Figure 46: Example of three subjects showing activation in the primary auditory cortex by visual speech. The yellow line outlines the brain area accommodating the primary auditory cortex, and the loci of statistically significant activations are marked with red.

In a related study, we utilized 306-channel magnetoencaphalogaphy (MEG) in 8 healthy volunteers to test whether seeing speech modulates the responsiveness of auditory-cortex neurons tuned on phonetic stimuli. Specifically, we hypothesized that seeing a visual articulation causes adaptation of auditory cortex MEG responses to a subsequently presented phonetic sound. Auditory ’test’ stimuli (Finnish vowels /ä/ and /ö/) were preceded (500-ms lag) by auditory (/ä/, /ö/, and the F2-midpoint between /ä/ and /ö/) or visual articulatory (/ä/ and /ö/) ’adaptor’ stimuli. As a separate control, the auditory /ä/ and /ö/ stimuli were presented without the adaptors. The subjects’ task was to behaviorally discriminate between the /ä/ and /ö/ test stimuli. The amplitude of the left-hemisphere N1m response to test stimuli was significantly suppressed with auditory (P<0.001) and visual (P<0.05) adaptors, this effect being signifi- cantly greater with the auditory adaptors (P<0.01)(see Fig.47). These findings suggest that seeing the articulatory gestures of a speaker influences auditory speech perception via modulation of the responsiveness of auditory cortex feature-detector neurons tuned on phonetic sounds features. This may relate to recent animal studies suggesting that tuning properties of auditory cortex neurons are modulated by the attentional/motivational state of the organism. The fact that adaptation was significantly greater when auditory as compared to visual adaptors preceded the test stimuli can be explained by additional adaptation to acoustic stimulus features.

Figure 47

Figure 47: The effects of auditory and visual adaptor stimuli on subsequently presented auditory cortex N100m responses to auditory phonemes. Auditory phonemes preceding the target phonemes caused significant decrease in response amplitudes. Visual phonemes (articulations) presented before the auditory phonetic stimuli caused significant suppression of the auditory reponses, which was significantly less than by the auditory adaptors.

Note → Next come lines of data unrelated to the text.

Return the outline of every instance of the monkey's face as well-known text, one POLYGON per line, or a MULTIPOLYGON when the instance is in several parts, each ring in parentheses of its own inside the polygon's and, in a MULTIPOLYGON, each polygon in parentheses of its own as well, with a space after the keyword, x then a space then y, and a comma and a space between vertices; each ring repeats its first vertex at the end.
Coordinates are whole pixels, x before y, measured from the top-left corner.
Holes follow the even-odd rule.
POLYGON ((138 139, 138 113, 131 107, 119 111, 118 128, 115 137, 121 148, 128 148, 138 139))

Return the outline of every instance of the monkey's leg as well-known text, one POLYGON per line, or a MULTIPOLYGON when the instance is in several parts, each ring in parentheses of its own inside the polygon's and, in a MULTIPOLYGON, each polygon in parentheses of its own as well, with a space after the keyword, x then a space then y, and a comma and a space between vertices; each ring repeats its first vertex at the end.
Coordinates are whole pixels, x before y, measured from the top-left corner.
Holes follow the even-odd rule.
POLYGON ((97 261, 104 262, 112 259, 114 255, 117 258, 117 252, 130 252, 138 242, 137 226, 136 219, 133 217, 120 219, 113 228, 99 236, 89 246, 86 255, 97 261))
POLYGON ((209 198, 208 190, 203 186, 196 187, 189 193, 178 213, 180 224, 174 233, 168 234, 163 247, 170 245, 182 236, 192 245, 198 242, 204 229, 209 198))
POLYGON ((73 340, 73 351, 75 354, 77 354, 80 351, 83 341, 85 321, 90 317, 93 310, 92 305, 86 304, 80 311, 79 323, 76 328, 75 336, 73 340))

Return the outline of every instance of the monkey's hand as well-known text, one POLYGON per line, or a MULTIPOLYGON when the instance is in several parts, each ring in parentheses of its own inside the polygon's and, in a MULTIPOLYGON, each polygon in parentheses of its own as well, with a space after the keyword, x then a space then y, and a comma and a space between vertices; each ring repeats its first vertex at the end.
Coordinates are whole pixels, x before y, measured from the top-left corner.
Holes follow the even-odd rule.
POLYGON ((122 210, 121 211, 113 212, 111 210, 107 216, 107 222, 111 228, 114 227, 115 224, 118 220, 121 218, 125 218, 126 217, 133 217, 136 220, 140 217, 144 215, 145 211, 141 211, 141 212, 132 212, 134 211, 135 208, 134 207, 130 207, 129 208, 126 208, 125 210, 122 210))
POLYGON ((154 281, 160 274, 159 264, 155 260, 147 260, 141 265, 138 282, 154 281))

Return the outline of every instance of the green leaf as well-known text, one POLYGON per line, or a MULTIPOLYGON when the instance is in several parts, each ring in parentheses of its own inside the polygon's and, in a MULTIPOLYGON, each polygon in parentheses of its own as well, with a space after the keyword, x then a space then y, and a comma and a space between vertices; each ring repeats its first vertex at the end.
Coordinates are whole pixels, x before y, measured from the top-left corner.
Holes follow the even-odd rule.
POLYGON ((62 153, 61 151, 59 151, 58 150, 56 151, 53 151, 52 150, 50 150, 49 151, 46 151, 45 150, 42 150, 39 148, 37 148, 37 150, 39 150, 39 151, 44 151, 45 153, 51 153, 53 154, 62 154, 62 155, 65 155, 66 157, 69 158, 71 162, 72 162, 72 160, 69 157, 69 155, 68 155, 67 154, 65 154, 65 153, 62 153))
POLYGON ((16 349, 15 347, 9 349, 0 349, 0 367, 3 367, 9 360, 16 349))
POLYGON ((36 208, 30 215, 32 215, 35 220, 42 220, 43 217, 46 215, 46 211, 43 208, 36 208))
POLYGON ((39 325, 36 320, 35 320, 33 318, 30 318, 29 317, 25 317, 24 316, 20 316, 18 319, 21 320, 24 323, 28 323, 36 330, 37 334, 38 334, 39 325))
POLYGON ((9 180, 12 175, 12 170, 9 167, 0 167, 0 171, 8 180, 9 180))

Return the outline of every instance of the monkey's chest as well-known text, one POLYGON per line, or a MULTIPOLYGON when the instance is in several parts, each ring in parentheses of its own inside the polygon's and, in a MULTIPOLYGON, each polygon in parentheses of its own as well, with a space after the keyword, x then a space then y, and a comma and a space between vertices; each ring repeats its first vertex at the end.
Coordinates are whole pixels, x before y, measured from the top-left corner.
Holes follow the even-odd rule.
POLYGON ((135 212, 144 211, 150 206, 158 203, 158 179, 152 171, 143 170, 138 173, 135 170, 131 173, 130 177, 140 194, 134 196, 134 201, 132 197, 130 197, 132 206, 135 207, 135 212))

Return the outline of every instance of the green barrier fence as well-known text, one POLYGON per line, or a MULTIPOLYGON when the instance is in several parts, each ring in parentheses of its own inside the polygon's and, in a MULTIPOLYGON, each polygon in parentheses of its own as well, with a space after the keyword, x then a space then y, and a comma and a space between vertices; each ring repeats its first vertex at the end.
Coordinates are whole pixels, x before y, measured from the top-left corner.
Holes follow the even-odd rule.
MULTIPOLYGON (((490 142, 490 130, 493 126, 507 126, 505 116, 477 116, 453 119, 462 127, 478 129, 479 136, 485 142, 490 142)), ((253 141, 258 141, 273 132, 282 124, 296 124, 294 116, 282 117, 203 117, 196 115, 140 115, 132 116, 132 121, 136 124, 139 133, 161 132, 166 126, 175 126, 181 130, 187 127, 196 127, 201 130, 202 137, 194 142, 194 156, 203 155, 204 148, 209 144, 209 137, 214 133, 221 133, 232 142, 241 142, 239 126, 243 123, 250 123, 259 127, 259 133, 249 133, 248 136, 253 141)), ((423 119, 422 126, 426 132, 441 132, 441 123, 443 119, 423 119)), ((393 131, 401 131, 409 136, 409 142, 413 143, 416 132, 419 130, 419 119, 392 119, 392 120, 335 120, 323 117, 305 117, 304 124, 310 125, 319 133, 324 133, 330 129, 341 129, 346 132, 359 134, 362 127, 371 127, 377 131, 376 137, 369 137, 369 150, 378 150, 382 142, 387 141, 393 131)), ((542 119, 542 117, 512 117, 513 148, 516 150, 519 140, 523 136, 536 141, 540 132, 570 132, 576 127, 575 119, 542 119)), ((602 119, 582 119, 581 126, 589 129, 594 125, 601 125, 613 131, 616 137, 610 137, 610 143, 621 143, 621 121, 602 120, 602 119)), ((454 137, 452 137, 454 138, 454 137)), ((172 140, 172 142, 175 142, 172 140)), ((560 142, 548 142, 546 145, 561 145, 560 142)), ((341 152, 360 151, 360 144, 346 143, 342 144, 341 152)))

Processing of sine-wave speech in the human brain

We studied in collaboration with the University of Oxford whether there are speech-specific regions in the human brain by using sine-wave speech (SWS) stimuli. Typically, naïve subjects perceive SWS stimuli as strange (non-speech) sounds. However, when subjects are told that SWS stimuli can be heard as speech, they typically start to perceive the stimuli phonetically. We used fMRI to investigate how subject’s knowledge on the nature of SWS stimuli affects their neural processing. The experiments were conducted in the FMRIB Centre in Oxford. Our findings suggest that posterior region of the left superior temporal sulcus would be a speech-specific processing site in the human brain.